Фролов, недоумевая, повернул за ним. На панели Григорий соскочил, не глядя сунул повод Владимиру в руку.

Рядом с Наташей стояла какая-то девушка, но он ее не замечал, он ничего не слыхал: ни криков толпы, ни вопросов недоумевающего Володи. В полной тишине неуверенно, недоверчиво шагнул он к ней, плачущей и смеющейся, протянувшей к нему руки, и обнял ее. И время остановилось снова: у него на груди плакала Наташа.

Он бережно взял ее голову в ладони и посмотрел в лицо, залитое слезами. Как похудела, как повзрослела она! Какая красивая…

— Нашелся, нашелся! — смеялась она. — Гришенька, ты навсегда нашелся, навсегда, мой любимый! — И она целовала, целовала его в щеки, в губы, в нос.

Раздалось сердитое ржание: Ратмир взревновал хозяина и головой слегка толкнул незнакомую девушку.

— Дурак, — ликуя, поверив наконец, сказал Григорий, ухватив его за гриву, — это же Наташа. Понял? Наташа!

Ратмир снова обиженно заржал.

— Ратмир, а это Володя. Понял? Володя, — подражая интонациям друга, произнес Фролов. — Здравствуй, Наташа. Давно мы с тобой не видались, — сказал он и спрыгнул на землю.

— Здравствуй, Володечка, здравствуй. — Наташа обняла его и поцеловала.

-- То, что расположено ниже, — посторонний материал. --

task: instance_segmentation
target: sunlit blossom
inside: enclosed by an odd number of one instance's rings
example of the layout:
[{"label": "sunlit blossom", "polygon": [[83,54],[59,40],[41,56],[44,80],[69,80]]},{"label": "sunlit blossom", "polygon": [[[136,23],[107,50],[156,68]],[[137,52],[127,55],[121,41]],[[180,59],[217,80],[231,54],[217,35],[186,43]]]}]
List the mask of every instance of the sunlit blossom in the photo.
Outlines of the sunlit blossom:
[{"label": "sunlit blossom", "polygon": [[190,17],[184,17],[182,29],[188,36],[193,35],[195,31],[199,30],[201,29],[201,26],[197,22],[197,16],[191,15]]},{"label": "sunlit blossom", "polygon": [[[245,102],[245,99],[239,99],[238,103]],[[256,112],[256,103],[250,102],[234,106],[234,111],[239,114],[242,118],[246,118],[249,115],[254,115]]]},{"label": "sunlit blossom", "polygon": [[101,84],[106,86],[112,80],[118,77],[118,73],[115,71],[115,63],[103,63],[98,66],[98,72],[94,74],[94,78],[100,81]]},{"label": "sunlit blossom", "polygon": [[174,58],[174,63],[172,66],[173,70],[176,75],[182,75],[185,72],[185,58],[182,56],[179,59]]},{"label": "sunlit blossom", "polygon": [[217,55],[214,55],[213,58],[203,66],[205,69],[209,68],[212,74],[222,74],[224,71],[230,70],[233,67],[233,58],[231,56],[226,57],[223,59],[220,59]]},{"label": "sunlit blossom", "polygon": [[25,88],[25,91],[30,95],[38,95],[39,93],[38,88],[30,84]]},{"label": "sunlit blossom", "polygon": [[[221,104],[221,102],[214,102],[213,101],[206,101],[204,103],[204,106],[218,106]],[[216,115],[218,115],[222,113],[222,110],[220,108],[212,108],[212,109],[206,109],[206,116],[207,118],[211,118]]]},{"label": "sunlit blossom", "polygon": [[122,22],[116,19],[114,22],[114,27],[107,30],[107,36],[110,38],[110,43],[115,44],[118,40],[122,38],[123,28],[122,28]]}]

— Ох, подружка, никак я тебя в росте не догоню, — с комическим сожалением произнес он. — Одно утешение, что женишок твой — с коломенскую версту, а тебе только на такую жердь и вешаться…

— Да, дорогие мои, знакомьтесь, — спохватилась Наташа, — а это Тося, моя самая лучшая подруга.

Невысокая кареглазая девушка с милым смущением наблюдала встречу Наташи с Григорием и Володей. Она покраснела и протянула руку:

— Очень приятно. Тося. А мне Наташа все про вас рассказывала.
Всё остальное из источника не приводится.